We want to be clear about the international significance of each of our recommendations. This is about more than just the UK’s credibility on tackling climate change in its broadest terms. We know that if the UK increases its 2030 target for floating wind from 1GW to 2GW, with a longer term 16GW target for 2040 – this will build confidence in countries like Japan, Brazil and South Africa, who can see the implications this will have for speeding cost reduction. We have it in our gift, as the world leaders in wave and tidal stream, to commit to a 1GW target for marine energy which would signal to the world that we’re committed to making those technologies cost competitive with nuclear energy – opening up a whole new addition to the future generation mixes of countries like Indonesia, the Philippines and Australia.

What’s more it is within our economic interest to set these targets. We know we’re going to continue to build new onshore wind farms over the course of the next decade to reach net zero – it’s why we’re running new Contract for Difference auctions for onshore wind this year, and why continued development is mentioned in the Energy White Paper. But being clear about the volume we’re going to generate – 30GW by 2030 – gives the industry confidence about the long-term pipeline in the UK, which will boost investment in the supply chain. We’ve seen in offshore wind, through the announcement of a new GE factory in Teesside, that when the Government sets a long term target and an activist approach to industrial strategy, we can boost supply chain growth and jobs in the UK. Let’s take this approach to onshore wind.

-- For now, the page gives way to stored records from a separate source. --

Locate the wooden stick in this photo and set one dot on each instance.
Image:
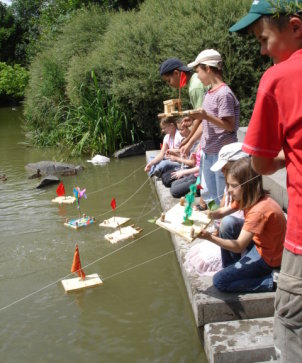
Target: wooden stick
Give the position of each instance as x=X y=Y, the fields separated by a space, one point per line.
x=206 y=226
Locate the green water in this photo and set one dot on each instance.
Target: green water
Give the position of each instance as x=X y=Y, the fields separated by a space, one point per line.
x=140 y=314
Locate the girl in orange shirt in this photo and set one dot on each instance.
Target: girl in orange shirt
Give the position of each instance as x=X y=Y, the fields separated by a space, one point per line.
x=250 y=254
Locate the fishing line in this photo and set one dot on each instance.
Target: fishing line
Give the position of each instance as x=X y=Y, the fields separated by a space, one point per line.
x=140 y=264
x=109 y=254
x=117 y=183
x=71 y=274
x=127 y=200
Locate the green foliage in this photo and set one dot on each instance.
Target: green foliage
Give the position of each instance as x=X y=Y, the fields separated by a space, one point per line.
x=97 y=126
x=9 y=34
x=13 y=80
x=124 y=50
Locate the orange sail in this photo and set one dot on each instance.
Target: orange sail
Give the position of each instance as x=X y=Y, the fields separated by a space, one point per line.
x=76 y=264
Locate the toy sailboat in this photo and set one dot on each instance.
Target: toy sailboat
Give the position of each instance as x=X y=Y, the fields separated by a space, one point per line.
x=83 y=280
x=61 y=196
x=115 y=222
x=83 y=221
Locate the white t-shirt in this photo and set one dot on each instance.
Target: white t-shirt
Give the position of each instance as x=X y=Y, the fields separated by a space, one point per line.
x=173 y=142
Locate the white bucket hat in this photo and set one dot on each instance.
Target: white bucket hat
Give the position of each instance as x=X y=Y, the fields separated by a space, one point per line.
x=230 y=152
x=210 y=57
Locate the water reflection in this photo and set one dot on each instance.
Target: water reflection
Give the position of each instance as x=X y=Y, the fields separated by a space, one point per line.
x=141 y=315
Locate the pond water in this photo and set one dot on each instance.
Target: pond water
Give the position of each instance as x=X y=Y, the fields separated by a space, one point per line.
x=140 y=314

Maximising the economic benefits of onshore wind starts with setting the kind of 2030 target we’re encouraging other countries around the world to make too. Don’t forget, although offshore wind is increasingly important, due to their geographies of a great many countries, wind energy also means onshore wind farms. The majority of global wind development is onshore and will continue to be for some time. The UK needs to lead by example and set its own 2030 onshore wind target.

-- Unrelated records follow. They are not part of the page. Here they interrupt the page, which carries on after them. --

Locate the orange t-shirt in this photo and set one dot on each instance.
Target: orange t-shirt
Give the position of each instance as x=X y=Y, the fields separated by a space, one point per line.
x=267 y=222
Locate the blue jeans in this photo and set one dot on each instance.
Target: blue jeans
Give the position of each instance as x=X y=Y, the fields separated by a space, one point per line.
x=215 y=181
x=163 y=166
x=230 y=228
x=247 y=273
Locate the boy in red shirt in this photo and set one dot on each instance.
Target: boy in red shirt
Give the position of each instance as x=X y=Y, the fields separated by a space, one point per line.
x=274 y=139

There are huge economic prizes to be won by being at the forefront of clean technology development. We know green hydrogen is going to play an increasing role in the decarbonisation of heat, industry and transport. We know that costs are falling rapidly, it will be cost competitive with blue hydrogen around the turn of the decade, and the UK – through projects like Gigastack in the Humber and companies like ITM Power producing electrolysers – stands at the forefront of global development. Let’s set an ambitious target of at least 5GW of green hydrogen by 2030 in the upcoming hydrogen strategy, with the demand-side policies to support it, to keep the UK as a go-to place for investment and industry. Similarly, let’s grasp our lead in developing floating wind and marine energy, and set a Just Transition strategy to ensure the opportunity to utilise the industry to level-up the economy and change the lives of people across the UK isn’t missed too.

Finally, this report is not intended to be a catch-all guide to the actions Government needs to take to accelerate power decarbonisation and achieve net zero. Were it to be, reforming the remit of Ofgem to align it with the Government’s target of net zero would have been our first recommendation. This report draws from the conversations industry is having with Government’s around the world. We believe these are commitments which would genuinely increase confidence in clean technologies and drive ambition in development. What’s more, it’s in our economic self-interest to do so.